It is important to note that, although not previously reported in macaques and humans, we show that the rostral cingulate area 32 participates in the integration of visual and auditory stimuli. Interestingly, only the posterior portion of this area responded exclusively to multisensory stimulation. In contrast, the anterior portion was activated solely in response to auditory cues. The intervening region displayed activation in both auditory and combined audiovisual conditions. Nevertheless, these findings held true only for intact, coherent stimuli and not for the scrambled, incoherent versions. Reser et al.86 provide an important anatomical context to these findings. They observed that the marmoset RT area, part of the core auditory network, has direct projections to a region considered part of area 32. This anatomical connection might contribute to the role of area 32 in auditory cognition, as seen in our study. This underscores the complexity of the involvement of this area in processing auditory and audiovisual social cues.

While similarities exist in the neural networks processing multisensory stimuli between intact and scrambled conditions, the activations elicited by intact audiovisual stimuli were more pronounced and extensive, particularly in the prefrontal cortex, compared to their scrambled counterparts. This difference was less marked in the parietal cortex. Directly comparing the two conditions, we observed that intact audiovisual stimuli elicited greater activations across the occipito-temporal axis, within the prefrontal cortex, and notably in the rostral cingulate area 32. Subcortically, the SC, pulvinar and amygdala were also more activated in response to intact audiovisual condition.
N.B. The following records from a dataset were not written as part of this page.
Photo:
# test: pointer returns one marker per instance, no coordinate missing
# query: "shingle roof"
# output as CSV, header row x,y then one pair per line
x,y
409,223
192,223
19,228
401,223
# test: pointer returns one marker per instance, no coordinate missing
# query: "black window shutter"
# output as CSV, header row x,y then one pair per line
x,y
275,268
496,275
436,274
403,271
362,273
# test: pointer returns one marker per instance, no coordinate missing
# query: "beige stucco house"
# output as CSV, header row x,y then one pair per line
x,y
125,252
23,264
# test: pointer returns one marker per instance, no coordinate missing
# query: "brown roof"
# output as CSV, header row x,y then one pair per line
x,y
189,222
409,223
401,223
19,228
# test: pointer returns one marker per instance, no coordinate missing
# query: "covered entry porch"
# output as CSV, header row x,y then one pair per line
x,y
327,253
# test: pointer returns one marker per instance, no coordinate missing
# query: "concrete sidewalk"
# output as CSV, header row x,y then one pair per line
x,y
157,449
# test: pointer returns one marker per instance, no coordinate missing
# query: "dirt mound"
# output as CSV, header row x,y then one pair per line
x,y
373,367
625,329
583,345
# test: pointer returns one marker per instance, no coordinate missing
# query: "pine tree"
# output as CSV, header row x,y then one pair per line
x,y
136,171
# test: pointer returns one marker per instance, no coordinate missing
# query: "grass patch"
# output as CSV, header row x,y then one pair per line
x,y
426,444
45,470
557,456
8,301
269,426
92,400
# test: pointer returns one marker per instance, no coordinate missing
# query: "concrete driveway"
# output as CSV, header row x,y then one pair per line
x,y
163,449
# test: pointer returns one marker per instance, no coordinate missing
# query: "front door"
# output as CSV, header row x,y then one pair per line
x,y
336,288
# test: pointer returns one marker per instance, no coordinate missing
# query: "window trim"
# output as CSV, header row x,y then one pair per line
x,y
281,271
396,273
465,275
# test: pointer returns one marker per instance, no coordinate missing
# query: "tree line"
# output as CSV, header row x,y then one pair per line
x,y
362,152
The distinct activation patterns within area 32, particularly the differential responses between its posterior and anterior portions, suggest a specialized role in integrating coherent and congruent multisensory information. Specifically, the posterior portion of area 32, which exclusively responds to multisensory stimulation, appears to play a key role in processing complex sensory information, aiding in distinguishing meaningful audiovisual social interactions from nonsensical or mismatched stimuli. This aligns with findings in humans where the anterior ACC is implicated in processing context-dependent multimodal events87,88. For instance, Laurienti et al.54 observed increased activity in the anterior cingulate gyrus and adjacent medial prefrontal cortex when auditory and visual stimuli were contextually congruent, as opposed to when they were mismatched. These observations highlight the advanced cognitive function of area 32 in marmosets, extending beyond basic sensory integration to encompass context and relevance in social communication. Such evidence suggests that the rostral anterior cingulate area 32 might serve as an integration center for context-dependent audiovisual information in social cognition, significantly influencing social interactions.

Furthermore, the differential activation observed across temporal, prefrontal, and cingulate regions in response to intact versus scrambled conditions could reflect a sophisticated neural mechanism. This mechanism is capable of differentiating relevant audiovisual social information from nonsensical or mismatched stimuli, thereby enhancing the precision and efficacy of primate social communication.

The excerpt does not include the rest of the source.